简体   繁体   English

正则表达式与多行模式中的空字符串不匹配(Java)

[英]Regular expression doesn't match empty string in multiline mode (Java)

I just observed this behavior; 我刚观察到这种行为;

Pattern p1 = Pattern.compile("^$");
Matcher m1 = p1.matcher("");
System.out.println(m1.matches()); /* true */

Pattern p2 = Pattern.compile("^$", Pattern.MULTILINE);
Matcher m2 = p2.matcher("");
System.out.println(m2.matches()); /* false */

It strikes me as odd that the last statement is false. 令我感到奇怪的是,最后一句话是错误的。 This is what the docs say; 这就是文档所说的;

By default, the regular expressions ^ and $ ignore line terminators and only match at the beginning and the end, respectively, of the entire input sequence. 默认情况下,正则表达式^和$忽略行终止符,并且仅分别匹配整个输入序列的开头和结尾。 If MULTILINE mode is activated then ^ matches at the beginning of input and after any line terminator except at the end of input. 如果激活MULTILINE模式,则^在输入开始时和任何行终止符之后匹配,但输入结束时除外。 When in MULTILINE mode $ matches just before a line terminator or the end of the input sequence. 当处于MULTILINE模式时,$匹配行终止符或输入序列的结尾。 http://docs.oracle.com/javase/1.4.2... HTTP://docs.oracle.com/javase/1.4.2 ...

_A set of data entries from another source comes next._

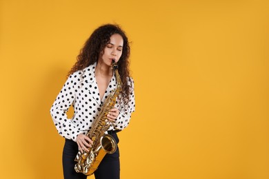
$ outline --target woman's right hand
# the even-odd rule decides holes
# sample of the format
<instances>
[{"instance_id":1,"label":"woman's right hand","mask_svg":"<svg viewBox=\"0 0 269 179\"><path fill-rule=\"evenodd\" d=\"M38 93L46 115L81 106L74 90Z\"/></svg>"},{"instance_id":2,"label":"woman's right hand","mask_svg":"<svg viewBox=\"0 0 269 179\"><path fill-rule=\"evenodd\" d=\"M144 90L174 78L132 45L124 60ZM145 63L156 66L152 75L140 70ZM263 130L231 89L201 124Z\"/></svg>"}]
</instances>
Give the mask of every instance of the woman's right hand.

From what I get from this, it should match? 从我得到的,它应该匹配? The following makes things even more confusing; 以下使事情变得更加混乱;

Pattern p3 = Pattern.compile("^test$");
Matcher m3 = p3.matcher("test");
System.out.println(m3.matches()); /* true */

Pattern p4 = Pattern.compile("^test$", Pattern.MULTILINE);
Matcher m4 = p4.matcher("test");
System.out.println(m4.matches()); /* true */

So what is this? 这是什么? How do I make sense of this? 我怎么理解这个? I hope someone can shed some light on this, would be really appreciated. 我希望有人可以对此有所了解,真的很感激。

If MULTILINE mode is activated then ^ matches at the beginning of input and after any line terminator except at the end of input. 如果激活MULTILINE模式,则^在输入开始时和任何行终止符之后匹配,但输入结束时除外。

Since you are at the end of input, ^ can't match in multiline mode. 由于您在输入结束时, ^在多行模式下无法匹配。

This is surprising, even disgusting, but nevertheless according to its documentation. 这令人惊讶,甚至令人作呕,但仍然根据其文件。

Let's look a bit closer at your second example: 让我们看看你的第二个例子:

Pattern p2 = Pattern.compile("^$", Pattern.MULTILINE);
Matcher m2 = p2.matcher("");
System.out.println(m2.matches()); /* false */

So you have a line in m2, that is empty OR contains only character of endline and no other characters. 所以你有一个m2的行,它是空的或只包含结束字符而没有其他字符。 Therefore you pattern, in order to correspond to the given line, should be only "$" ie: 因此,为了对应于给定的行,您的模式应该只是“$”,即:

// Your example
Pattern p2 = Pattern.compile("^$", Pattern.MULTILINE);
Matcher m2 = p2.matcher("");
System.out.println(m2.matches()); /* false */

// Let's check if it is start of the line
p2 = Pattern.compile("^", Pattern.MULTILINE);
m2 = p2.matcher("");
System.out.println(m2.matches()); /* false */

// Let's check if it is end of the line
p2 = Pattern.compile("$", Pattern.MULTILINE);
m2 = p2.matcher("");
System.out.println(m2.matches()); /* true */

Sounds like a bug. 听起来像个臭虫。 At most, in multi-line mode, "^" and "$" could be interpreted as matching at an internal line boundary. 最多,在多行模式中,“^”和“$”可以被解释为在内部行边界处匹配。 Java might not have extended variable state structure say, like Perl does. Java可能没有像Perl那样的扩展变量状态结构。 I don't know if this is even a cause. 我不知道这是不是一个原因。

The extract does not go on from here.